Еля помолчала. Сквозь открытое окно слышались отдаленные пароходные гудки. Едва донесся и растаял удаляющийся звонок трамвая. Но улице пробежали девочки с маленькой визгливой собачонкой.
— А где твой Андрюшка? — спросил Андрей. — Почему его не видно?
— Какой Андрюшка? — не поняла Еля.
— Ну тот самый… щенок, которому ты и твои подруги присвоили мое имя. Помнишь?
Еля покраснела, лицо ее стало грустным.
— Ах, Рюшка? Его, бедного, раздавил автомобиль. Он, дурачок, выскочил за ворота — и прямо под колеса. Я так плакала, места себе не могла найти.
— Смотри, — нехорошо усмехаясь, сказал Андрей, — если ты не поедешь со мной, я тоже могу оказаться под колесами.
— Глупые шутки, — сказала Еля.
— Мне не до шуток, — печально и серьезно сказал Андрей. — Для того чтобы увидеть тебя, я проехал десять тысяч километров. Это, как ты говоришь, страшное расстояние. Ты ведь знала, зачем я еду? Ты знала, что такой разговор у пас должен состояться? Знала? Почему же теперь, когда мы наконец встретились после такой долгой, мучительной для меня разлуки, ты ничего мне не отвечаешь? Почему прямо не скажешь: хочешь ты стать моей женой или нет?
— Но я действительно не могу решить так, сразу. — Еля готова была заплакать. — Мне с тобой хочется уехать, и почему-то я боюсь, и жалко мне расстаться с тем, что мне близко и дорого.
— С чем, например?
— Ты только не смейся, пожалуйста. С куклой Лилей, которую мне подарили, когда я была совсем девчонкой, с этим вот дядькой…
— С каким дядькой? — не понял Андрей.
Еля молча повела плечом в сторону стоявшего на подзеркальнике бронзового ландскнехта.
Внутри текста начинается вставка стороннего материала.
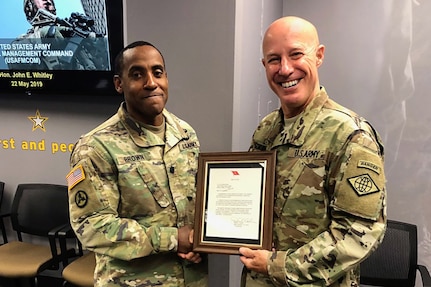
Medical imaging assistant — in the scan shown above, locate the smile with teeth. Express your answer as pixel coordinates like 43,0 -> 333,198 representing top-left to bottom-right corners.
281,80 -> 299,88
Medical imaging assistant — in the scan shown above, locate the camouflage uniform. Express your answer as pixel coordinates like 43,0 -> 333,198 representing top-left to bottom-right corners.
67,104 -> 207,287
241,87 -> 386,287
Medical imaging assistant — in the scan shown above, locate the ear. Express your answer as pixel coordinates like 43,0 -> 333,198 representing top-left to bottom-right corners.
316,45 -> 325,67
113,75 -> 123,94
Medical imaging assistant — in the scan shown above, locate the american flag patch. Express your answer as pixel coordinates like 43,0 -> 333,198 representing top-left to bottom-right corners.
66,165 -> 85,190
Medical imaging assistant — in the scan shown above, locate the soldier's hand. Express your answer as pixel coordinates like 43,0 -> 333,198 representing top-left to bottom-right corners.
239,247 -> 270,275
178,252 -> 202,263
177,225 -> 193,253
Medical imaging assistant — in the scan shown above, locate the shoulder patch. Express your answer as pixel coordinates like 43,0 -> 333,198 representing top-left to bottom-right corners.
66,165 -> 85,190
347,174 -> 380,196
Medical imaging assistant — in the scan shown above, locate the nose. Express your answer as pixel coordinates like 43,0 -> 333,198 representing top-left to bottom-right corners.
278,58 -> 293,75
144,73 -> 157,90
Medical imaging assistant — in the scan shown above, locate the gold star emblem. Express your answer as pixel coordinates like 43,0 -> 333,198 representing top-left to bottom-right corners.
28,110 -> 48,132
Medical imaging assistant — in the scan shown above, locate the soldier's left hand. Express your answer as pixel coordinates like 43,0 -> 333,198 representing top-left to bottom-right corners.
239,247 -> 270,275
178,252 -> 202,263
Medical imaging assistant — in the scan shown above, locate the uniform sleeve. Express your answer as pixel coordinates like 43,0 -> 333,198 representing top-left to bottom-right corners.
268,132 -> 386,286
67,142 -> 178,260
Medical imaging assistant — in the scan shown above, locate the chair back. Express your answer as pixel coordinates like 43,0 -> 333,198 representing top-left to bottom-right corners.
360,220 -> 418,287
11,183 -> 69,241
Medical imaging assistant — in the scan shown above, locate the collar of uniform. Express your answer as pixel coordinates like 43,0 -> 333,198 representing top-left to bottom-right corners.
273,87 -> 328,146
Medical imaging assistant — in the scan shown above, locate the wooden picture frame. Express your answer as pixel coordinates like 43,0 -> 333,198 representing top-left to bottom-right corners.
193,151 -> 276,254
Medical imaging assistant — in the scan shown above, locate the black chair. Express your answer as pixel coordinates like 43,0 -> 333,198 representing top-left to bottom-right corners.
0,183 -> 75,286
360,220 -> 431,287
0,181 -> 9,244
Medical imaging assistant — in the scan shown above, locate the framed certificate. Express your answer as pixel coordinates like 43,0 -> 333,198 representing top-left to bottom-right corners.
193,151 -> 275,254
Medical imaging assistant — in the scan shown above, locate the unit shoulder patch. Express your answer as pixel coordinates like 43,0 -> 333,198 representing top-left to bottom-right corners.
66,165 -> 85,190
347,174 -> 380,196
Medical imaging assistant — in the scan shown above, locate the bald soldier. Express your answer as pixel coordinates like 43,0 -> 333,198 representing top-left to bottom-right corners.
239,16 -> 386,287
67,41 -> 208,287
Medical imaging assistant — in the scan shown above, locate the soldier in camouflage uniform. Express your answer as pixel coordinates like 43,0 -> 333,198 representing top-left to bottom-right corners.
67,41 -> 207,287
240,17 -> 386,287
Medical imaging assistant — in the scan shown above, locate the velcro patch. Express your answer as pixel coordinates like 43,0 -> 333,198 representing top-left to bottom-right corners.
332,143 -> 385,219
347,174 -> 380,196
66,165 -> 85,190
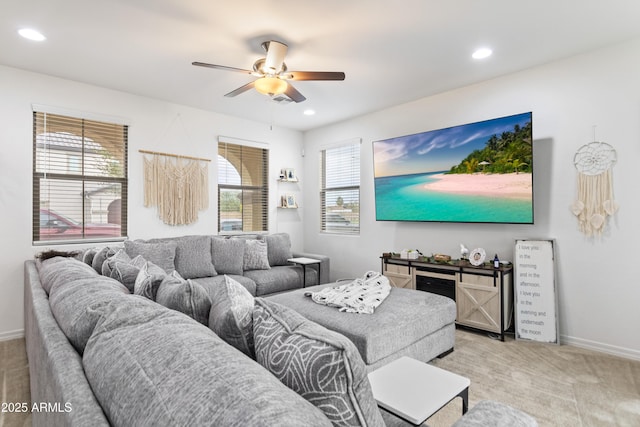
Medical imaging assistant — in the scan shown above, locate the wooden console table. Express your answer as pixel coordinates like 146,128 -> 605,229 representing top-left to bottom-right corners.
381,257 -> 513,341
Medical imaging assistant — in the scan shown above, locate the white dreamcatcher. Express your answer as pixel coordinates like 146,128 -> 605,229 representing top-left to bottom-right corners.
571,141 -> 618,236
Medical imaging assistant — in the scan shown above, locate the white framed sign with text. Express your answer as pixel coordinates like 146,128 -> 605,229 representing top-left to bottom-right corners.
514,239 -> 560,344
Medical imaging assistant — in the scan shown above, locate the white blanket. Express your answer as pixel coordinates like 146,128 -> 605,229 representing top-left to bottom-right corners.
305,271 -> 391,314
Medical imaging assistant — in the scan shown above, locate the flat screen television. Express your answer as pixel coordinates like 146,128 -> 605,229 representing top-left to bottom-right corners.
373,112 -> 533,224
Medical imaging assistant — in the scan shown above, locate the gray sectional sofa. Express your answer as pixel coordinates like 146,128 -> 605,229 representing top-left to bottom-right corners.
24,235 -> 530,426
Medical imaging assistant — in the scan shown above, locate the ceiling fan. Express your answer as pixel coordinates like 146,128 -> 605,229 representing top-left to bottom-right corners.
192,40 -> 345,102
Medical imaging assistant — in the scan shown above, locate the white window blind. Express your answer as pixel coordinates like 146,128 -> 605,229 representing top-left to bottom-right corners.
218,141 -> 269,233
320,141 -> 360,234
33,111 -> 128,243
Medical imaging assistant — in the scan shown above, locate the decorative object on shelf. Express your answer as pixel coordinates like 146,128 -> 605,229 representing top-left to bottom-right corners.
278,168 -> 298,182
460,243 -> 469,260
571,137 -> 618,236
280,194 -> 298,209
469,248 -> 487,267
433,254 -> 451,262
138,150 -> 211,225
400,249 -> 420,259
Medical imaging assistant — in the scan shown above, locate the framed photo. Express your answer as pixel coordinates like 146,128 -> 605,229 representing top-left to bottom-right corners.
284,169 -> 298,181
469,248 -> 487,267
284,194 -> 298,208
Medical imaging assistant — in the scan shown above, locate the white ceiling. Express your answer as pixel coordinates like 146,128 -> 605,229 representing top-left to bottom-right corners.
0,0 -> 640,130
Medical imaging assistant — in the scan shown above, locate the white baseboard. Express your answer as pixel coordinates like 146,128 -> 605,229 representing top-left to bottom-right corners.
0,329 -> 24,341
560,335 -> 640,360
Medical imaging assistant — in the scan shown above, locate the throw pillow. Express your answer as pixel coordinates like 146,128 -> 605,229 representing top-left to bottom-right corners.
101,249 -> 131,277
124,240 -> 177,273
91,246 -> 116,274
175,236 -> 218,279
211,237 -> 244,276
209,275 -> 255,358
262,233 -> 293,267
253,298 -> 384,426
109,255 -> 149,293
156,271 -> 211,325
242,240 -> 271,271
82,248 -> 99,265
133,261 -> 167,301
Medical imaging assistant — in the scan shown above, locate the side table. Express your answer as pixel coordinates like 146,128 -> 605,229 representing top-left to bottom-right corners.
287,257 -> 322,288
369,356 -> 471,425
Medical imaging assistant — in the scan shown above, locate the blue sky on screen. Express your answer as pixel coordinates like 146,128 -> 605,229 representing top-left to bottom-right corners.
373,113 -> 531,177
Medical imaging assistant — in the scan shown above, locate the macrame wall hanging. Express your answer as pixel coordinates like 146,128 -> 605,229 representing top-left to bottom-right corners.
139,150 -> 211,225
571,138 -> 618,236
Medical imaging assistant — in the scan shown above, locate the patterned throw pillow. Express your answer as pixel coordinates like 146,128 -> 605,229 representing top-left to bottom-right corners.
156,271 -> 211,325
209,275 -> 255,358
242,240 -> 271,271
253,298 -> 384,427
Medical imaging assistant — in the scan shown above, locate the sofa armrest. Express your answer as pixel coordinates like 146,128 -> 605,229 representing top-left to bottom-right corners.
292,251 -> 331,284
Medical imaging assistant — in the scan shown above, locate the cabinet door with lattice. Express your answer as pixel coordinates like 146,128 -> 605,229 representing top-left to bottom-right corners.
383,263 -> 416,289
456,273 -> 500,333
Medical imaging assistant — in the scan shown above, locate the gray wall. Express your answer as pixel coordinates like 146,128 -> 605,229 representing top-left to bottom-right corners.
304,40 -> 640,359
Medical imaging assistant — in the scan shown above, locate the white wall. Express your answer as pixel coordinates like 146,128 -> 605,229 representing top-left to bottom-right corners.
304,40 -> 640,359
0,66 -> 303,340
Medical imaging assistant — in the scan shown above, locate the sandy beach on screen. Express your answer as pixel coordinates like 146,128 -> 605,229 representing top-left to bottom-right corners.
424,173 -> 532,199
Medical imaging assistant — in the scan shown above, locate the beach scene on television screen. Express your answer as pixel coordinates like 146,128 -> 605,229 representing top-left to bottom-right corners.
373,113 -> 533,224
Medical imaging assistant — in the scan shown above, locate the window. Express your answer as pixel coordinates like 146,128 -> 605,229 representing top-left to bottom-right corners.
218,139 -> 269,232
320,140 -> 360,234
33,111 -> 127,243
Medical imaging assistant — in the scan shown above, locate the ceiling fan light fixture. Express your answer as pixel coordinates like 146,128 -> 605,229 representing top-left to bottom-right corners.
253,77 -> 287,95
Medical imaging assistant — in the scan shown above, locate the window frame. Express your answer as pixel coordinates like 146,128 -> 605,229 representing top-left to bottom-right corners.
31,106 -> 129,246
217,137 -> 270,235
320,138 -> 362,236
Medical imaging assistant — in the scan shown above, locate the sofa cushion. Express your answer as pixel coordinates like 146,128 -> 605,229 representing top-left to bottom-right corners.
38,257 -> 99,295
49,262 -> 129,354
261,233 -> 293,267
209,275 -> 255,358
109,255 -> 147,293
268,286 -> 456,365
242,240 -> 271,271
156,271 -> 211,325
211,237 -> 244,276
91,246 -> 116,274
82,296 -> 331,427
253,298 -> 384,426
191,274 -> 256,301
175,236 -> 218,279
124,240 -> 178,273
244,265 -> 308,296
133,261 -> 167,301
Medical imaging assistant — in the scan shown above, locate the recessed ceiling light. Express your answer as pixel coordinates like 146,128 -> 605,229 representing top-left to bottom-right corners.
471,47 -> 493,59
18,28 -> 47,42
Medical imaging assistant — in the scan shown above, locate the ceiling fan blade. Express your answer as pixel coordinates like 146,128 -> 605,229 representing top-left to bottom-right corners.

Широкополая шляпа ландскнехта была лихо сдвинута набок, в руках он держал шпагу.
— Вот с этим, — сказала Еля. — Может, все это ерунда, мелочи, но я к ним привязалась, мне без них будет скучно.
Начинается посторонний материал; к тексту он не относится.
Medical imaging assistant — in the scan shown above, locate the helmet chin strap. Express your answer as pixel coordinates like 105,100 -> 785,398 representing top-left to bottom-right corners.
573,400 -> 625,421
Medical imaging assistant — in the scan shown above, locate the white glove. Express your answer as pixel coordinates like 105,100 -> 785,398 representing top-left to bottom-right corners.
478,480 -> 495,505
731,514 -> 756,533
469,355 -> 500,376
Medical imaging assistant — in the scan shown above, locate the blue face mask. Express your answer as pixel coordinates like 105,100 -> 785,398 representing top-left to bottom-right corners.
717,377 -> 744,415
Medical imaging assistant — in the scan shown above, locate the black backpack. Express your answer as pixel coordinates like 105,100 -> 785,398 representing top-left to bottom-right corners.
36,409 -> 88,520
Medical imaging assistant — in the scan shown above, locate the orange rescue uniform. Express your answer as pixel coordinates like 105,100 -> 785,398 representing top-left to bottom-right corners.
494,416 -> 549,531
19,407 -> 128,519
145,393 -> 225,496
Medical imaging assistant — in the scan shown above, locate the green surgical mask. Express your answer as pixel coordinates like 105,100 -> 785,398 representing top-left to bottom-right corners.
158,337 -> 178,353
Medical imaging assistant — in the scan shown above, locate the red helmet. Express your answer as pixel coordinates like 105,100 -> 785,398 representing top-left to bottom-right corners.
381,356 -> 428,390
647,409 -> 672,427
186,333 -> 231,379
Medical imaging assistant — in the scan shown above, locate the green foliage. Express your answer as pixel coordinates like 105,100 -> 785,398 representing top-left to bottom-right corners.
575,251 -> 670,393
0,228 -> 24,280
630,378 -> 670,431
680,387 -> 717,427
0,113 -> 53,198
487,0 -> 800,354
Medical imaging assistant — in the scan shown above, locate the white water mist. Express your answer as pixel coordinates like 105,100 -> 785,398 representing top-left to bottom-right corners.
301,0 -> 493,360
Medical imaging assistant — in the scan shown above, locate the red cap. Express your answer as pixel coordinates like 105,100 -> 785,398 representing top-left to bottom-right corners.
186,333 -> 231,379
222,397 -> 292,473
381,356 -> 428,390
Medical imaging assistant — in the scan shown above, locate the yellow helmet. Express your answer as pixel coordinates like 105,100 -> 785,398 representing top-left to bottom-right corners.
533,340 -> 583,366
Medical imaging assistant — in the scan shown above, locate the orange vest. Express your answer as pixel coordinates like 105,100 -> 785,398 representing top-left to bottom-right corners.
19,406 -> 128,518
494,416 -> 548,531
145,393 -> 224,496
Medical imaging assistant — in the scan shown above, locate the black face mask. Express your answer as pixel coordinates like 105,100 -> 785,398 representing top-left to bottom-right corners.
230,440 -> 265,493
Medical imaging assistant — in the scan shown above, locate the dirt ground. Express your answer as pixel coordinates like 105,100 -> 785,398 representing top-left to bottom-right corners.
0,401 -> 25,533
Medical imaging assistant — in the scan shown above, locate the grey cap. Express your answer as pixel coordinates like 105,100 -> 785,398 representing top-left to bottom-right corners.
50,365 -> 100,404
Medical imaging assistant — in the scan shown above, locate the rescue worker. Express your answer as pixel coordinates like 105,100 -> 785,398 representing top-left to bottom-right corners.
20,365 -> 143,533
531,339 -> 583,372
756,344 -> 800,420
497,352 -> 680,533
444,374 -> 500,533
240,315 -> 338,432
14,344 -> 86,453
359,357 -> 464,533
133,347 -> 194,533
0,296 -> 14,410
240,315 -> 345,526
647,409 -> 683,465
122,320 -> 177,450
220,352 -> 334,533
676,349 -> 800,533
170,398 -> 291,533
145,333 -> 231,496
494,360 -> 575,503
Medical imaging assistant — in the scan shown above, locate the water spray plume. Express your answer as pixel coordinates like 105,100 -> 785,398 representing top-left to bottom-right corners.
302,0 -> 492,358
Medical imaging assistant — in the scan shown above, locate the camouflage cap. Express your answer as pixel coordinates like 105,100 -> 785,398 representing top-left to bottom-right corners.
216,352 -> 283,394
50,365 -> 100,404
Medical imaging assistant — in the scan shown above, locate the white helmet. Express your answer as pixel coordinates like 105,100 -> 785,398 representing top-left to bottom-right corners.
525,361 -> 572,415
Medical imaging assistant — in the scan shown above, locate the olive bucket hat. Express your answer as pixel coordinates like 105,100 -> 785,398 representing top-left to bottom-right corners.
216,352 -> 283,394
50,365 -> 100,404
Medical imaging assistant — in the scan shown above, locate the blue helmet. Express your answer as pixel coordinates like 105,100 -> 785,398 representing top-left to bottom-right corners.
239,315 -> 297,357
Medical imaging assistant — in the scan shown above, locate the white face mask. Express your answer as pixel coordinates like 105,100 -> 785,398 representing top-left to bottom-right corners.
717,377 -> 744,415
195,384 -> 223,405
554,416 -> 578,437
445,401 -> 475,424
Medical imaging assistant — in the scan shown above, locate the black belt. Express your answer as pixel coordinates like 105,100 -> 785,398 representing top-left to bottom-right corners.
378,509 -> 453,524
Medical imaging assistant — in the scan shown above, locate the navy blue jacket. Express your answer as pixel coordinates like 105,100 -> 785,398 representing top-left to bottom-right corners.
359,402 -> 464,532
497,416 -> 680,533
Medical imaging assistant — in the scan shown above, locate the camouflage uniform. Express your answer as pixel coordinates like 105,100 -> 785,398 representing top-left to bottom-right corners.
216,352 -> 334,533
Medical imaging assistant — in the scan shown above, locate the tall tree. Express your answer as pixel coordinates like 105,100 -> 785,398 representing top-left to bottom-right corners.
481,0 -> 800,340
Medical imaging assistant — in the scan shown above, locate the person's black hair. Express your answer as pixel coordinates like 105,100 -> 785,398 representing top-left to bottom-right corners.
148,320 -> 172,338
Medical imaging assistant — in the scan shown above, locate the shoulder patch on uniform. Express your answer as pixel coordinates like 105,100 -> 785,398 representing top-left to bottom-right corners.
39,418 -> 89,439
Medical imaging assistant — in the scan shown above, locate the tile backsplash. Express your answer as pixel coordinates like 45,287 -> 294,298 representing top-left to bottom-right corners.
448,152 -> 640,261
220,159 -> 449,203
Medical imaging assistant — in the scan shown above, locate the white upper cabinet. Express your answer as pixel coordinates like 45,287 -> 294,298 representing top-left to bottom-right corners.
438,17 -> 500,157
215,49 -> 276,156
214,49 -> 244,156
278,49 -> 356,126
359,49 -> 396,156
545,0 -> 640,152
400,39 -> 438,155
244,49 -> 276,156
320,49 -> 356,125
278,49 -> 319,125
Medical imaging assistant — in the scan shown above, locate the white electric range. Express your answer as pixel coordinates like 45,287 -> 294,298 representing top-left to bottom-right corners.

Андрей засмеялся, поцеловал Елину руку с розовыми, покрытыми лаком ногтями.
— Бери, ради бога, с собой и куклу Лилю, и этого дядьку, и тетку, и кого хочешь, только давай уедем вместе. Довольно меня мучить.
Вечером, когда утомленные прогулкой по городу Дмитрий Данилович и Гоша улеглись спать в приготовленной для неожиданных гостей комнате, Андрей и Еля долго сидели на веранде. Отсюда, с веранды, хорошо были видны вереницы огней вдоль городских улиц, мигающие разноцветные рекламы, зеленые и красные огоньки тихо скользящих по реке пароходов. Темнота и затихающий шум города, знойный, напоенный запахами реки воздух, неяркое свечение ночного неба и звонкое монотонное стрекотание сверчка где-то внизу, едва слышный шорох листьев старого клена во дворе заставили Андрея и Елю прижаться друг к другу и молчать. Андрей целовал Елины пальцы, плечи, волосы, и она не отстранялась от него, только слабо отодвигала его руки, склоняла к нему пахнувшую духами голову и замирала в непонятном томлении, а он ласкал ее все более исступленно и готов был плакать от счастья.
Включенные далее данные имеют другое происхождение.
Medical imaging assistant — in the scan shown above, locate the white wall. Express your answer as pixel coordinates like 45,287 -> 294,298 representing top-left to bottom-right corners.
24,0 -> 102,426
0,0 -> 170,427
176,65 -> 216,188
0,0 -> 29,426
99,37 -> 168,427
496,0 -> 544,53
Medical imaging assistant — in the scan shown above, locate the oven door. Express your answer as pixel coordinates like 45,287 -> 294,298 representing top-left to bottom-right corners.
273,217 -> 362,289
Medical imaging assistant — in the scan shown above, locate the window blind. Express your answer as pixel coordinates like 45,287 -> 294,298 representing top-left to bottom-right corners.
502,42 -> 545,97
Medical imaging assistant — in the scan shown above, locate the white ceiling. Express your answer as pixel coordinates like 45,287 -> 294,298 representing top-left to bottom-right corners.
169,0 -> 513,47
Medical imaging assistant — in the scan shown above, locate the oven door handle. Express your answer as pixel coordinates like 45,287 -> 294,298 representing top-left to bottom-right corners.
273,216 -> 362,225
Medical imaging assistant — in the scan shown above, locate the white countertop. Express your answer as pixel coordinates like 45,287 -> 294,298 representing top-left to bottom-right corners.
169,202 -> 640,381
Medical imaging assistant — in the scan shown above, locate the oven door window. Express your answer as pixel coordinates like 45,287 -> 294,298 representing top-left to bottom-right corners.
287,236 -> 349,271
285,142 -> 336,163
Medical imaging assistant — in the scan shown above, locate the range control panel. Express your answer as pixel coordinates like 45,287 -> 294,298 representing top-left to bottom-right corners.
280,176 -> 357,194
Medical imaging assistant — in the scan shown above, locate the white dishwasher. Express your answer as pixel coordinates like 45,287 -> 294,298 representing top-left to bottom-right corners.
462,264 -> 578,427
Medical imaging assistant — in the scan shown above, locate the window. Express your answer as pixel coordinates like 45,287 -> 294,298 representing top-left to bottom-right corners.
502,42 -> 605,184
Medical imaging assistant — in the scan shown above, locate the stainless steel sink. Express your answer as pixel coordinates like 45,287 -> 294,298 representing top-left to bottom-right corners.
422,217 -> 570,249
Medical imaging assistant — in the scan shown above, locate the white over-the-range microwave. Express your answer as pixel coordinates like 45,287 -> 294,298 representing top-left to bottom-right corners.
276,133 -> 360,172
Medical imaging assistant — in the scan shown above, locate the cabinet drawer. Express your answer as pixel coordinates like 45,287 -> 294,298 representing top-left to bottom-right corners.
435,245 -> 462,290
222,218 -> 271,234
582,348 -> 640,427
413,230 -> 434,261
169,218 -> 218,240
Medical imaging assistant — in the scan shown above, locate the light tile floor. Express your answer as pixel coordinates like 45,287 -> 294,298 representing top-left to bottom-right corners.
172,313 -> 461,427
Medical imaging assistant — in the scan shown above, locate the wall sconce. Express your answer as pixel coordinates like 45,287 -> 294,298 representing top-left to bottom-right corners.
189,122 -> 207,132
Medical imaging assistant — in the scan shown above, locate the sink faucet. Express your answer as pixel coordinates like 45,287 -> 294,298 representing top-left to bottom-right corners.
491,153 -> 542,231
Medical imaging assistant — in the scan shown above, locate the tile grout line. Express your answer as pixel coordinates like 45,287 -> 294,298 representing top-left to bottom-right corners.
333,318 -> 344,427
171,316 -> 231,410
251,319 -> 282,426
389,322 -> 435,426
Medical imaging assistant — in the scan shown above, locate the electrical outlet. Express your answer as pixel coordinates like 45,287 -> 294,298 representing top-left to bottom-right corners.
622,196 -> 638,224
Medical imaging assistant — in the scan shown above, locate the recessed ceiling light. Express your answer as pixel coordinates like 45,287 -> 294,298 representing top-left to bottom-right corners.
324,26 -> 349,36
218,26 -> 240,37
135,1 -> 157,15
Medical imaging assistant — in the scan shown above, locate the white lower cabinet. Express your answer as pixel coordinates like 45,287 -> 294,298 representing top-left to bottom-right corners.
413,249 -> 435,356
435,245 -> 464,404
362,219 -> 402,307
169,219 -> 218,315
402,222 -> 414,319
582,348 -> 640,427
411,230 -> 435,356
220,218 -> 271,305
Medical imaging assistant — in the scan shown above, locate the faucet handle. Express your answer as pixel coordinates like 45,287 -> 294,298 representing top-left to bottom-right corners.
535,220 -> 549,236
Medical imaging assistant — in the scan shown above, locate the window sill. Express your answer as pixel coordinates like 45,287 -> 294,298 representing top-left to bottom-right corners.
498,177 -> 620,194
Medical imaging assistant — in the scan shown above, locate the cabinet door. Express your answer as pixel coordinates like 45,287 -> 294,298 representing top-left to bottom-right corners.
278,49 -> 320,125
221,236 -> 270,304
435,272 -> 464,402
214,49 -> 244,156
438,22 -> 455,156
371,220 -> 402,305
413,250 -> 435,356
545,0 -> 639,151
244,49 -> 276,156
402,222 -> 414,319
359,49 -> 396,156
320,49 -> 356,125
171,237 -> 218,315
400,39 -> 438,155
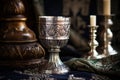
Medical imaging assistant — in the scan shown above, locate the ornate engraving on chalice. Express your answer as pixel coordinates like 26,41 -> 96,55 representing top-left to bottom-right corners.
39,16 -> 70,74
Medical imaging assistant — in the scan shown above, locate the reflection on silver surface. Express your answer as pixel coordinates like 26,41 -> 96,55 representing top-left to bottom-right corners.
38,16 -> 70,74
— Поедешь со мной, Елочка? — прошептал Андрей, коснувшись щекой горячей Елиной щеки.
И она ответила с безвольной готовностью:
— Поеду…
А утром, когда Андрей, постучав в дверь спальни, зашел к Еле, он увидел, что она лежит в постели одетая, с открытыми глазами.
— Доброе утро, Елка, — сказал Андрей. — Как ты себя чувствуешь?
— Доброе утро, — тихо ответила Еля. — Голова у меня болит, Андрюша.
— Ты помнишь свое вчерашнее обещание?
— Какое?
— Стать моей женой и вместе со мной уехать на Дальний Восток.
— Помню, — безучастно сказала Еля.
— Значит, едем? — спросил охваченный радостью Андрей.
Опустив с кровати босые ноги, Еля отыскала на коврике ночные туфли, движением руки поправила растрепавшиеся волосы.
— Едем, Андрей, только не на Дальний Восток.
— А куда?
— Если ты серьезно, давай съездим к папе и маме, — сказала Еля. — Мне надо посоветоваться с ними. Без них я ничего решить не могу…
Уехали они в тот же день, все четверо…
Строительство завода, на котором в должности шеф-монтера работал Платон Иванович Солодов, оказалось упрятанным в густые леса в междуречье Десны и Сейма. На окраине заштатного, даже не обозначенного на карте городишка были разбиты новые кварталы с десятиквартирными, похожими один на другой домами для строителей. В одном из таких домов, близ речной протоки с переброшенным через нее деревянным мостом, жили Солодовы.